Is it not the case that if labelling remains voluntary, and there are no minimum mandatory standards that retailers are required to meet, there will actually be no way of guaranteeing that unscrupulous retailers do not mislabel imported products as products of New Zealand, and there will be no way of ensuring that the more than 1,000 retailers of fresh food actually bother to label their fresh produce?
We are a small, reasonably well-educated economy. We are often able to achieve through voluntary means what other jurisdictions can achieve only through compulsion. The industry has shown, as indicated, a willingness to participate in a voluntary code; in fact, some supermarkets have already started. Given that there is increasing demand from the public to know where their food comes from, I put this issue on my work plan in January this year. Subsequently, the Prime Minister asked me to progress work on voluntary country-of-origin labelling of wholefoods, and I have set up a working group to explore the options around this issue. The working group is led by me. Its other members are the Minister for Food Safety, the Minister of Agriculture, and the Minister of Trade. Our respective officials have begun work and have been in discussions with retailers.
Why, when country-of-origin labelling is mandatory for clothing, footwear, and wine, should it be voluntary for food, especially when other food labelling, such as ingredients and nutrition labelling, is mandatory and underpinned by a regulatory standard?
My understanding is that the mandatory requirement for clothing and footwear to be labelled was an initiative that was put in by a previous Government quite some time ago, in the early stages of a “made in New Zealand” campaign. Things have moved on significantly since that stage, and, as I indicated in my last answer, due to an increasing demand from the public to know where their food comes from, I have put the issue on my work plan. A working group is dealing with the issue now.
Why, when she is Minister of a department whose main role is to encourage the provision of accurate information between suppliers and consumers, would she not support consumers’ right to know where their food comes from and to be confident that labels are fair and accurate, especially when point-of-sale labelling of fresh foods is very easy and cheap to implement?

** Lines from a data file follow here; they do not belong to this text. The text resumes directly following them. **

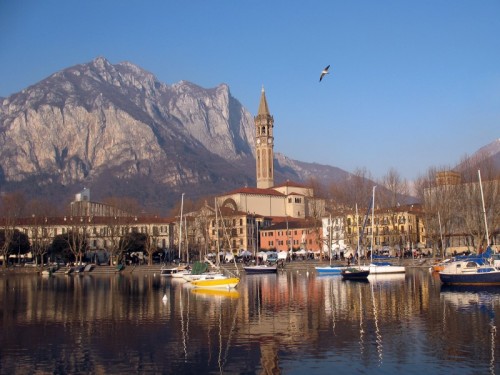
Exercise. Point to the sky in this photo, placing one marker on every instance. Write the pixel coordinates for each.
(412, 84)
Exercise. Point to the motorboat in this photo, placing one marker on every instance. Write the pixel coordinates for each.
(470, 272)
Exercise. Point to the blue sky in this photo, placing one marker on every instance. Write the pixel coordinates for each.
(413, 84)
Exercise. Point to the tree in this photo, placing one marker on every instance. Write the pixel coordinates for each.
(11, 207)
(395, 188)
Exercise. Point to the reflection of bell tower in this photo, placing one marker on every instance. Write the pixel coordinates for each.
(264, 154)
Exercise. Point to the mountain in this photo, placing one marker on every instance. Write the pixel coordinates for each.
(487, 158)
(119, 131)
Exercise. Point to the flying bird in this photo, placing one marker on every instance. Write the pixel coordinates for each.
(324, 73)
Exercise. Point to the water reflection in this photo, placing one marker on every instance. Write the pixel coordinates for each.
(293, 322)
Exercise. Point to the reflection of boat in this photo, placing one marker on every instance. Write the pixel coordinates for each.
(387, 277)
(169, 272)
(438, 267)
(380, 267)
(217, 282)
(232, 293)
(351, 273)
(260, 268)
(330, 270)
(469, 272)
(473, 271)
(383, 268)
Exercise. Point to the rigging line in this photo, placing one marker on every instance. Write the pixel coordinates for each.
(378, 336)
(229, 243)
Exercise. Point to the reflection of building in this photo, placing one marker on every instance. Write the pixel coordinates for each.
(294, 234)
(398, 228)
(83, 206)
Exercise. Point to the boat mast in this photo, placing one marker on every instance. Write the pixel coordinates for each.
(180, 227)
(357, 229)
(441, 235)
(484, 209)
(373, 222)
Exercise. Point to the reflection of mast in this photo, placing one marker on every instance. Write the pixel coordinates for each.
(493, 330)
(180, 227)
(484, 210)
(184, 328)
(361, 330)
(378, 336)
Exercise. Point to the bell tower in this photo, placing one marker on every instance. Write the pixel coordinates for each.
(264, 147)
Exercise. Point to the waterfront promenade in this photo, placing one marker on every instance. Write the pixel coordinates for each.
(296, 265)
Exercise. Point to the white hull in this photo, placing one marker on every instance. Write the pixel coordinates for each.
(383, 269)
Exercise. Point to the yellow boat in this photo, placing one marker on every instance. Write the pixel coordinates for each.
(217, 282)
(231, 293)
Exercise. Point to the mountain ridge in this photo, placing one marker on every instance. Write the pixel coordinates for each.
(118, 130)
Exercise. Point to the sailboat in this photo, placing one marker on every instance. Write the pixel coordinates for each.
(330, 269)
(376, 268)
(475, 270)
(216, 281)
(181, 269)
(353, 272)
(257, 268)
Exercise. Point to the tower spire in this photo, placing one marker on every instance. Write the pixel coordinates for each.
(264, 145)
(263, 107)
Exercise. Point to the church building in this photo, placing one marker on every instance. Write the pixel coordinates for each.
(267, 199)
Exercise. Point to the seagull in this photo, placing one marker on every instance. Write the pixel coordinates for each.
(324, 73)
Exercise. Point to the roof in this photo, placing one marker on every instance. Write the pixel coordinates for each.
(263, 107)
(257, 191)
(290, 224)
(289, 183)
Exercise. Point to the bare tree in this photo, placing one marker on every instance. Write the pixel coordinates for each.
(395, 188)
(356, 189)
(11, 207)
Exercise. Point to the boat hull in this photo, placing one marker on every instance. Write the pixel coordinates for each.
(262, 269)
(377, 269)
(217, 283)
(355, 274)
(330, 270)
(478, 278)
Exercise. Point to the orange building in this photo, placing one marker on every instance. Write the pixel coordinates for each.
(285, 235)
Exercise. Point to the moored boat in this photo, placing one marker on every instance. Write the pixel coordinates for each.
(260, 269)
(469, 272)
(351, 273)
(216, 282)
(377, 268)
(330, 270)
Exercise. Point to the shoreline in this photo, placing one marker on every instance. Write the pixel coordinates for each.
(307, 265)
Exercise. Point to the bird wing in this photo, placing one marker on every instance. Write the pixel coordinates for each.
(324, 72)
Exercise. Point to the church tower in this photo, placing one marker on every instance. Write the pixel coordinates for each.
(264, 147)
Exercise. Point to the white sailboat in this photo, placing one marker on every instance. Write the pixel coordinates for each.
(259, 268)
(216, 281)
(330, 269)
(380, 267)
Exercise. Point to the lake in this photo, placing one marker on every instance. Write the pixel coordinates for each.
(294, 322)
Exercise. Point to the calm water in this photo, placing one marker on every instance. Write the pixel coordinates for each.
(290, 323)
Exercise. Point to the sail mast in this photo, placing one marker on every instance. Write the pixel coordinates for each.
(180, 227)
(484, 209)
(373, 222)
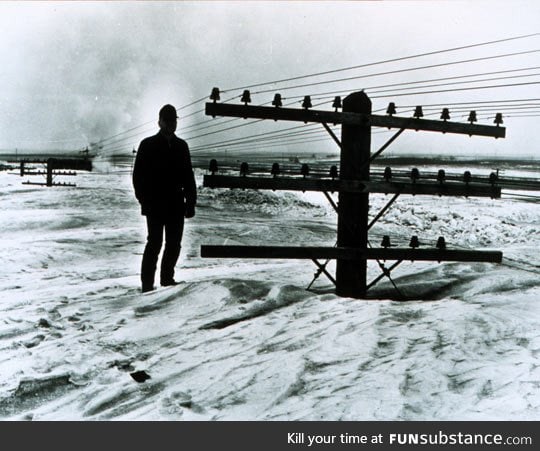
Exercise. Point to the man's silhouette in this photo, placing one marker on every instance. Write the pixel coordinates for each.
(165, 187)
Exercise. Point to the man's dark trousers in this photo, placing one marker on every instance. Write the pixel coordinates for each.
(173, 227)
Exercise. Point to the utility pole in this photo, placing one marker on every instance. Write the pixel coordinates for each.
(352, 231)
(353, 183)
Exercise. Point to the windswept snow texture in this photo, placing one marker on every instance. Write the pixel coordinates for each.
(244, 340)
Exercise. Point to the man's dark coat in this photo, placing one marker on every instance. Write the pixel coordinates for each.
(163, 177)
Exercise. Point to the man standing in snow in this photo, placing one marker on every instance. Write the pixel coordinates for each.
(165, 187)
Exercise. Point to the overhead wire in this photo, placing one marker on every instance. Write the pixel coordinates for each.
(362, 66)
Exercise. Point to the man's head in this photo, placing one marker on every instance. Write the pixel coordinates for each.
(168, 119)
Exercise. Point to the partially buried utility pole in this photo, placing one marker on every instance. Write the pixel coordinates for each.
(353, 207)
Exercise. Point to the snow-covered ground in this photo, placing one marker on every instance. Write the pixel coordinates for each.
(244, 340)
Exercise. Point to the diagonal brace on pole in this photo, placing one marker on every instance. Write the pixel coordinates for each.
(322, 269)
(383, 148)
(383, 210)
(332, 202)
(385, 273)
(332, 134)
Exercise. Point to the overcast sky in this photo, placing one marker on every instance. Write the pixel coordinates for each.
(76, 72)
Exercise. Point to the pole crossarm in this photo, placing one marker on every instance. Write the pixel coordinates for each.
(344, 253)
(352, 186)
(321, 116)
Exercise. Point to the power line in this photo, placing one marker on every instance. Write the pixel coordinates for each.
(361, 66)
(319, 95)
(397, 71)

The reason I set up a working group is to explore the issues. We want to see consistent guidelines put in place so that it is easy for retailers to conform in a voluntary capacity. I have every confidence, based on discussions that I have had to date with retailers, that they are willing to put things in place. It is important, in my position as Minister of Consumer Affairs, to ensure that information is easy to access for consumers. I am confident that a voluntary regime—as supported by the Labour Party, the National Party, and the ACT Party—is enough to cover this issue.
I seek leave to table a document showing 47 countries that have mandatory labelling of fresh produce.